The Levels are a bit like The Fens (but to my biased eye, much, much nicer!) - flat wetlands divided into fields by ditches rather than fences or hedges, much of the area is at or below sea level, and the human population lives in some fear of flooding that could damage farming, property and lives.  There are differences too - the Levels are divided by rows of hills - The Mendips to the north and The Poldens further south. And then there is the emblematic Glastonbury Tor sticking up from the flat landscape.  In this flat wetland King Alfred planned his 9th century defeat of the Danes and there must have been stacks of cranes living in Somerset then.Ham Wall reedbeds - a future crane breeding site?

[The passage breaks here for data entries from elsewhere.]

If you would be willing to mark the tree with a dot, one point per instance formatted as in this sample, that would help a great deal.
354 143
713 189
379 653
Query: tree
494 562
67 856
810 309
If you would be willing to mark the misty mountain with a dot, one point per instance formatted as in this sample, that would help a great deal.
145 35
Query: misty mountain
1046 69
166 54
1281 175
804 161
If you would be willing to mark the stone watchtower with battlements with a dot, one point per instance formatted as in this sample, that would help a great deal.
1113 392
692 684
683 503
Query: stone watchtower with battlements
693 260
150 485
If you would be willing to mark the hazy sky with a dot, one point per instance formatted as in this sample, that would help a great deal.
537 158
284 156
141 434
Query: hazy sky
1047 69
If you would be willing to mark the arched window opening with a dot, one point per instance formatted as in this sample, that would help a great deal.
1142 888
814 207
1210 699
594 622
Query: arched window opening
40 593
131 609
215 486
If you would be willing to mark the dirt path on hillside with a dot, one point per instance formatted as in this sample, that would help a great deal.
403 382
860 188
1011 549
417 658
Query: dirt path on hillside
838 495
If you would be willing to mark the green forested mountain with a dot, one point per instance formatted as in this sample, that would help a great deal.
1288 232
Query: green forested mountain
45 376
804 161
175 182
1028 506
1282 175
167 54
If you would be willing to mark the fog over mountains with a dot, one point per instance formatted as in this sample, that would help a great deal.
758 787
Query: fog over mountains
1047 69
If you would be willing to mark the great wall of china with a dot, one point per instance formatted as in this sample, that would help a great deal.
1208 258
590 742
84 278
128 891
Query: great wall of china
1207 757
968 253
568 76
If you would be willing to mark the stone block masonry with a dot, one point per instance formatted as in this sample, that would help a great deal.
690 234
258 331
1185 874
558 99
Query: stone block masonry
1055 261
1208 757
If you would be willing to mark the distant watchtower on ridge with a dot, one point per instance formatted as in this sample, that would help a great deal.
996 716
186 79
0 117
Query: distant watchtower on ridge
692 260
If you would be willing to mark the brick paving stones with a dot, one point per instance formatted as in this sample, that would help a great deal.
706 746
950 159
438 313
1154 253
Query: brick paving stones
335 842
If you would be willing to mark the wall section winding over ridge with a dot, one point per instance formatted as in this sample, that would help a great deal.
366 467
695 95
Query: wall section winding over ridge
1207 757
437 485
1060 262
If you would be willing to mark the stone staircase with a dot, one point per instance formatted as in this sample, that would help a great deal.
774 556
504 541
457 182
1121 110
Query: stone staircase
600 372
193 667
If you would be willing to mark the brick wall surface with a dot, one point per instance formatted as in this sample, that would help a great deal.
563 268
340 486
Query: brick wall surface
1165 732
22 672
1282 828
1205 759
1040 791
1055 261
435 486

In my youth, not quite as long ago as King Alfred, we regularly visited the Levels to see the landscape, watch the birds and (don't tell anyone) sometimes to buy peat for the garden!  These are peaty wetlands and our nature reserve at Ham Wall, which now has breeding bitterns, has been created on an old peat works.  Now the RSPB, Natural England and the Somerset Wildlife Trust are recreating wetlands here and wildlife is coming back. 

Cranes might get back to the Levels on their own - but if they do, then it will almost certainly take a very long time.  We can give them a hand, just as we gave red kites and sea eagles a hand, and just as we are giving corncrakes and cirl buntings a hand now.  We're putting the right habitats back and some of the wildlife, the water voles, the dragonflies and many of the plants, will rush back unaided, but the cranes need our help and I feel very happy that we are going to give them a hand. So happy, that when I finish writing this, I will donate £50 to our Great Crane Project Appeal myself.

The Great Crane Project is a joint project with the Wildfowl and Wetland Trust and Pensthorpe Conservation Trust.  We've already secured a grant of £700k from Viridor Credits Environment Company and that covers about half the total cost of the 6+-year programme.  I hope you'll feel able to support this work too - and if you do then thank you very much, we'll spend it well.  Now, where are my credit cards?

 

 

Comments
  • Hi. I live near the Levels and I'm really interested in theis project.  I read a book "Cranes Flying South" when I was a child, and the news about this project grabbed my attention.  I have been to see the Cranes School at Slimbridge and I have already donated money to the Somerset Levels project.  What I want to know is, when the project really gets going, are we going to have a blog dedicated to it like there is at Loch Garten, Mull Eagles etc. OR are there enough interested people to form a group on this forum?  I'd love to be more involved eventually.

  • Mozziecat - that's a very good point.  I will ask around.  I think it would be a good idea.